Skechers USA saw three record quarters through the first nine months of 2007, but revenues dipped nearly a full percentage point in the fourth quarter due to weakness in the U.S. market and the shuttering of a couple of sub-brands.  The strong Q4 results for the year were the result of double-digit sales growth in the company’s international business, gains in the U.S. wholesale business, as well as double-digit sales growth in both the domestic and international owned-retail division and double-digit growth in the e-commerce division.  Net sales for the fourth quarter slipped 0.8% to $302.0 million from $304.5 million in the fourth quarter of 2006, led by a strong double-digit increase in the international wholesale businesses.  Net earnings for the fourth quarter declined 17.1% to $12.1 million, or 26 cents per diluted share, compared to net earnings of $14.6 million, or 33 cents per diluted share, in the fourth quarter of 2006.

The domestic wholesale business was up 7.5% for the full year, but decreased by 16% for the fourth quarter. Management said one of the issues with the domestic business was the comp against Q4 last year when sales had jumped 48% versus the prior year.  They said that retailers are booking closer to need and some also moved Q4 dollars into the early fist quarter.  The shift, while hurting the fourth quarter, also helped push backlog up over 29% at the end of the period.


International wholesale improved 42% for the fourth quarter and 46% for the year.  Subsidiary sales, which includes Canada, Brazil, Malaysia and 12 countries in Europe, improved by 70% for the quarter and over 53% for the year.   SKX said the improvements for the quarter came across nearly every one of their direct regions, including Italy and France.  Spain and the Benelux region had triple-digit growth while the company’s three largest subsidiaries, the U.K., Canada and Germany had double-digit growth.  The increase in the subsidiary business was also due to the addition of two subsidiaries, Brazil, which launched in the third quarter of 2007 and Malaysia, which transitioned from a distributor to a subsidiary earlier in the year.  Distributor sales improved by more than 30% for the quarter and nearly 38% for the year.   Skechers will re-open footwear distribution in Korea this quarter.
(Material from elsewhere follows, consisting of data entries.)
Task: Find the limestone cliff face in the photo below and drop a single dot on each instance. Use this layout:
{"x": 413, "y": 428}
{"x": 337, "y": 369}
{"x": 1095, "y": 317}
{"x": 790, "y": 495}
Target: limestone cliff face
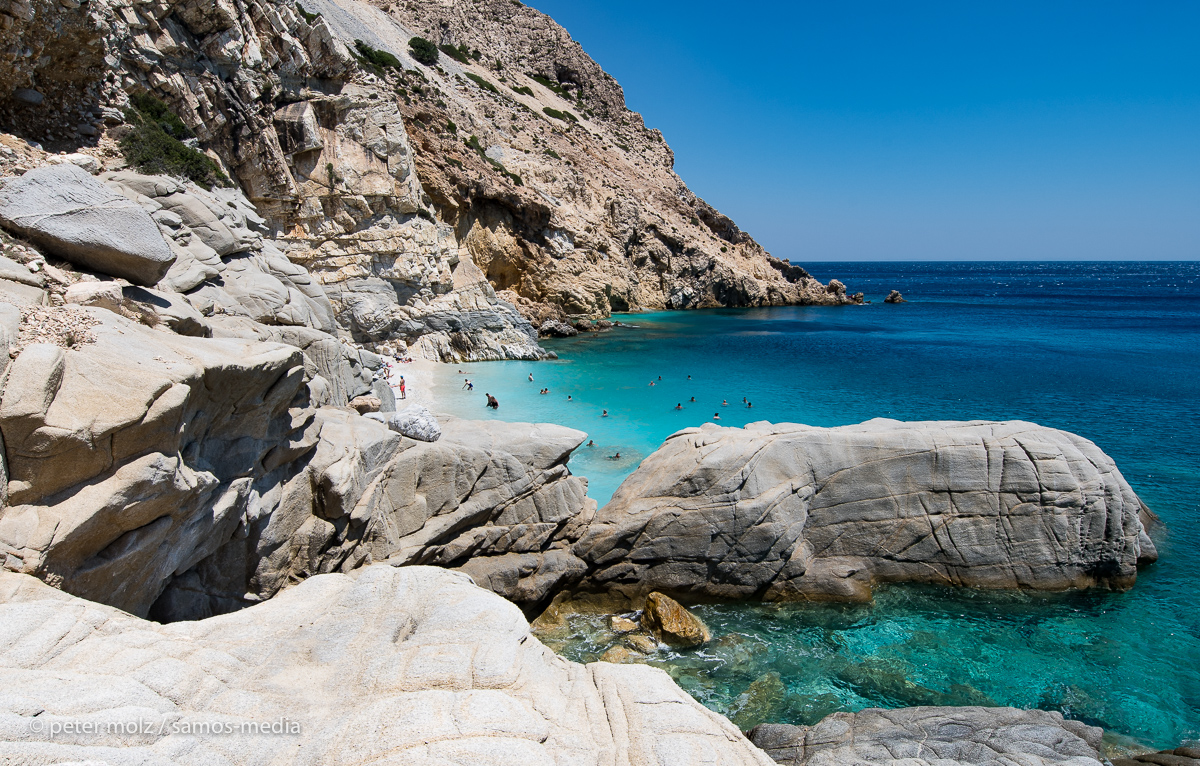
{"x": 414, "y": 192}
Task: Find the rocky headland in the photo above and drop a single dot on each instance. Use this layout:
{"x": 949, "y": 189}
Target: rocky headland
{"x": 215, "y": 510}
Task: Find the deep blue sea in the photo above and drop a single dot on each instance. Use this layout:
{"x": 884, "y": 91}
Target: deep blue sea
{"x": 1110, "y": 351}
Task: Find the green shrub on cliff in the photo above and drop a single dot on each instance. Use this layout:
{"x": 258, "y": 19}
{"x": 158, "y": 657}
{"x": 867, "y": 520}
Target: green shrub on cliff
{"x": 424, "y": 51}
{"x": 381, "y": 59}
{"x": 460, "y": 54}
{"x": 155, "y": 144}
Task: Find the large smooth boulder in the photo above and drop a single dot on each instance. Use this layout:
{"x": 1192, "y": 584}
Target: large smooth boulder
{"x": 72, "y": 215}
{"x": 934, "y": 736}
{"x": 137, "y": 455}
{"x": 501, "y": 509}
{"x": 412, "y": 666}
{"x": 792, "y": 512}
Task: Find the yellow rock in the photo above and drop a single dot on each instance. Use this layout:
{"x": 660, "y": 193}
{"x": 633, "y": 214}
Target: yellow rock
{"x": 673, "y": 624}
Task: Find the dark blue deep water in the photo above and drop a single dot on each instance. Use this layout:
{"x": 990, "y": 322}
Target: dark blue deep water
{"x": 1110, "y": 351}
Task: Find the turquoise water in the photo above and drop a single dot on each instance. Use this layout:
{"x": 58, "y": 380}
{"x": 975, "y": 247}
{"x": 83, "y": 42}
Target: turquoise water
{"x": 1108, "y": 351}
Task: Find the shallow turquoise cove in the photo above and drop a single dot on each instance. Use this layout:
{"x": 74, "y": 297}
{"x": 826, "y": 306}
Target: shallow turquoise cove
{"x": 1108, "y": 351}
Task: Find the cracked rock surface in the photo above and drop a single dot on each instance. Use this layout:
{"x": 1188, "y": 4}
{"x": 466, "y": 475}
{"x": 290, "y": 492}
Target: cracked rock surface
{"x": 928, "y": 736}
{"x": 389, "y": 665}
{"x": 792, "y": 512}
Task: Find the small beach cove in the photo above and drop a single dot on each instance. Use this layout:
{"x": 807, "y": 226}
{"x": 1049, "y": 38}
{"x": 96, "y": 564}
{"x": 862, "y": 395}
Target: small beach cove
{"x": 1107, "y": 351}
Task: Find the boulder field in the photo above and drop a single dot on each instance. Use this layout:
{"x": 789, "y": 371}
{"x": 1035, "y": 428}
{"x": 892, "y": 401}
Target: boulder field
{"x": 412, "y": 666}
{"x": 184, "y": 440}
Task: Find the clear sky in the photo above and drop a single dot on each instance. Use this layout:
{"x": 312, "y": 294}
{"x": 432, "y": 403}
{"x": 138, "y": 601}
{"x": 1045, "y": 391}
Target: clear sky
{"x": 850, "y": 130}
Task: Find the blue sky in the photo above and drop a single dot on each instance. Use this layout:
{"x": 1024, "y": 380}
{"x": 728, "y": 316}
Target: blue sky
{"x": 919, "y": 131}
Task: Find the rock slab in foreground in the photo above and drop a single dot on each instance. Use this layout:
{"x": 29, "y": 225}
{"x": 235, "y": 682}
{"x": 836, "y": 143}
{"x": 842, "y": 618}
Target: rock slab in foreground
{"x": 389, "y": 665}
{"x": 792, "y": 512}
{"x": 923, "y": 736}
{"x": 72, "y": 215}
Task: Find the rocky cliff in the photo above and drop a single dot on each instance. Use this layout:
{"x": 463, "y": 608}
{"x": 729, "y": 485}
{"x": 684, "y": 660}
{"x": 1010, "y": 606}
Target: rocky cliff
{"x": 789, "y": 512}
{"x": 412, "y": 192}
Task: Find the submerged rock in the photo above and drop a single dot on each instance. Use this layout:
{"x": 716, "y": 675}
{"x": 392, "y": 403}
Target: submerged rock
{"x": 791, "y": 512}
{"x": 928, "y": 736}
{"x": 671, "y": 623}
{"x": 760, "y": 702}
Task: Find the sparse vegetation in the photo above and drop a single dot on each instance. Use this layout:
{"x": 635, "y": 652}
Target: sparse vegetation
{"x": 155, "y": 144}
{"x": 424, "y": 51}
{"x": 483, "y": 83}
{"x": 567, "y": 117}
{"x": 459, "y": 54}
{"x": 377, "y": 59}
{"x": 309, "y": 18}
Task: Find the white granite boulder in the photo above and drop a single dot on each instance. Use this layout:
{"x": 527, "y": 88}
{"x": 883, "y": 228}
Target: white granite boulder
{"x": 792, "y": 512}
{"x": 414, "y": 422}
{"x": 412, "y": 666}
{"x": 72, "y": 215}
{"x": 137, "y": 454}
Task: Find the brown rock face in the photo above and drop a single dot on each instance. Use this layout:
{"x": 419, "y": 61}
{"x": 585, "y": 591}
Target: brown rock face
{"x": 411, "y": 192}
{"x": 673, "y": 624}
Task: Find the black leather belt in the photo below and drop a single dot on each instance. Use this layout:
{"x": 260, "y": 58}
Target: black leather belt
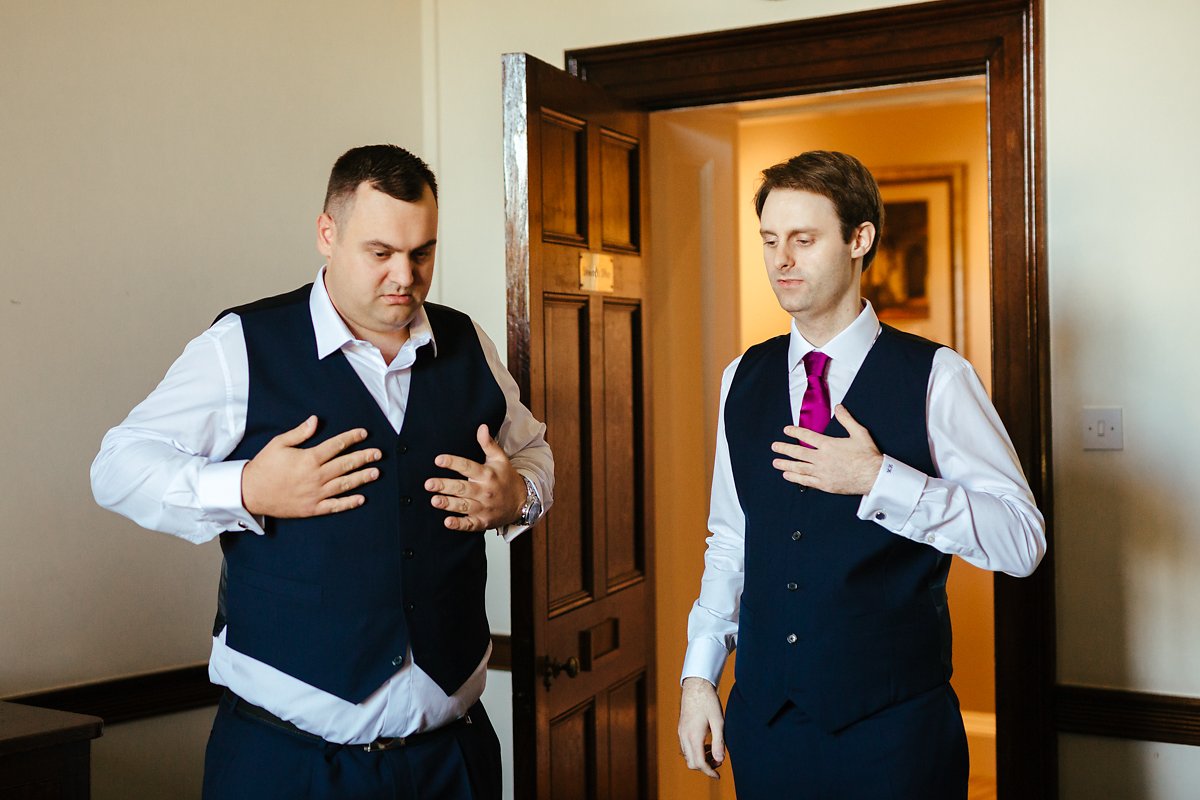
{"x": 241, "y": 707}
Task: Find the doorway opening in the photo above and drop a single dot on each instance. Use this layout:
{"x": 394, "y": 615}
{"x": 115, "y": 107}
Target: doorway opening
{"x": 927, "y": 143}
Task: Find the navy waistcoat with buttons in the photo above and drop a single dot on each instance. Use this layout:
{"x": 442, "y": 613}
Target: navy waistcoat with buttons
{"x": 838, "y": 615}
{"x": 335, "y": 601}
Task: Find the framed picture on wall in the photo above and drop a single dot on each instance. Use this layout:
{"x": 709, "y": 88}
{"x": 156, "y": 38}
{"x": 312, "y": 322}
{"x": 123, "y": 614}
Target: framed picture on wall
{"x": 916, "y": 282}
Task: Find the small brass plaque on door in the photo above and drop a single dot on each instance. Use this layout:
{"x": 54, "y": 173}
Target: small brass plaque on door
{"x": 595, "y": 272}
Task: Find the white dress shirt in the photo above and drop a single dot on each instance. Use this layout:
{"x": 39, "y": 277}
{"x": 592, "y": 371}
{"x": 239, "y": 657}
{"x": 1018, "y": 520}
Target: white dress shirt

At year-end, 16 Skechers distributors had 63 Skechers retail stores open in 23 countries. 


Combined domestic and international retail sales were up 12% for the fourth quarter and over 18% for the full year, due to the combination of comp store sales increases and the net 36 store increase from the prior year.  There were a total of 191 domestic and international company-owned retail stores open at year-end, including 176 company-owned and operated retail stores in the U.S.  Skechers added 36 net new stores for the year.


Domestic retail sales increased 12% for the quarter and over 17% for the full year.   International retail sales improved almost 12% for Q4 and 20% for the full year. The positive international sales were said to be the result of improvement in each region, except Germany, which was impacted by the closing of the company’s Frankfurt store in January 2007.


Looking ahead, SKX expects first quarter 2008 net sales to be in the range of $385 million to $395 million and diluted earnings per share to be in the range of 57 cents to 62 cents.